Background: Sera from some patients with focal segmental glomerulosclerosis (FSGS) increase glomerular albumin permeability (P(alb)) in vitro. The hypothesis that a component of normal serum can protect the glomerular permeability barrier was tested using sera from FSGS patients, normal individuals, and several mammalian and avian species.
Methods: In most experiments, isolated rat glomeruli were incubated in medium containing FSGS serum known to increase P(alb) in vitro, normal serum, or both active FSGS and normal serum. In other experiments, fractions of normal serum and serum from other vertebrate species were incubated with active FSGS serum. P(alb) was calculated from glomerular capillary expansion in response to an oncotic gradient. To enrich the blocking activity, normal pooled human plasma was subjected to various biochemical manipulations.
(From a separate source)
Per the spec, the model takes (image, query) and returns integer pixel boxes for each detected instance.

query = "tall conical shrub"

Results: Normal human serum prevented the increase in P(alb) (active FSGS sera, 0.77 +/- 0.12; active FSGS sera:normal serum, 1:1 mix, 0.06 +/- 0.30, P < 0.001). Protection diminished as the concentration of normal serum was decreased. Specific fractions of human serum, including human albumin and immunoglobulin fractions, were not protective. Blocking activity was present in 80% ammonium sulfate precipitate and certain fractions from size-exclusion chromatography of normal pooled human plasma. Normal serum from each of the vertebrate species tested also prevented the increase in P(alb). Preincubation with normal serum was protective during subsequent incubation with FSGS serum, but normal serum was not protective after preincubation with FSGS serum.
Conclusions: We conclude that a factor or factors in normal serum block the permeability effect of active FSGS sera. This phenomenon may account for variability in proteinuria among patients with FSGS and may explain inconsistent proteinuria following injection of FSGS sera into experimental animals. Characterization of the protective substance(s) and the mechanism by which the increase in permeability is blocked may provide insight into the pathogenesis of FSGS.